Endlich hat die slowakische Kunst ihren ernsthaftesten Ausdruck gefunden hat. Suchons Musik zu »Krutňava« beleuchtete die psychologischer Ereignisse mit feurig-emotionalem Tiefgang. ... Fest verwurzelt in der heimischen Tradition, erstrahlt das Volksleben in reinsten Farben, poetisch und kraftvoll. ... Die slowakischen Musik wird feste Gestalt annehmen und »Krútňava« wird einer der wichtigsten Meilensteine bleiben ...

Die Kulturpolitik des neuen, wieder vereinigten tschechoslowakischen Staates sah das ganz anders. Man zwang Suchon zu weitreichenden Änderungen im Libretto und sogar zu einem Neuarrangement der zwischenmenschlichen Beziehungen. Jedenfalls sollten alle christlichen Elemente getilgt werden.

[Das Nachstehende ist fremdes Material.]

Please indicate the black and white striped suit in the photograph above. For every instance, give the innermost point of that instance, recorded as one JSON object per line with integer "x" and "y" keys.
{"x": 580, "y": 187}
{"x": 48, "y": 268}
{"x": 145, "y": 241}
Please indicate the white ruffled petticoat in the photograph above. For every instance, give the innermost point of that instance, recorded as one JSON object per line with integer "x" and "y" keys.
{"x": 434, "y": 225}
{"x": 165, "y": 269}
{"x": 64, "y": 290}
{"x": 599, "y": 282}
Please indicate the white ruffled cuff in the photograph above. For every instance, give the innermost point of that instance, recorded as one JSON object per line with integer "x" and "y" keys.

In dieserart entstellter Form kam Krutňava Anfang der Fünfzigerjahre heraus. Erst ein Jahrzehnt später wagte man sich wieder an eine Version, die dem Original näherstand. Erst lange nach Ende der kommnistischen Diktatur und der Trennung der Wiedergründung einer eigenständigen Slowakei durfte die alte Štelina wieder ihre Gebete an den Lieben Gott singen.



Aufnahmen

Von der Uraufführungs-Produktion des Jahres 1949 gibt es einen Mitschnitt, der als historisches Tondokument im slowakischen Rundfunk aufbewahrt wird. Die wiederhergestellte Originalfassung wurde im Digitalzeitalter mit Gabriela Beňačková in der Hauptrolle für CD aufgenommen.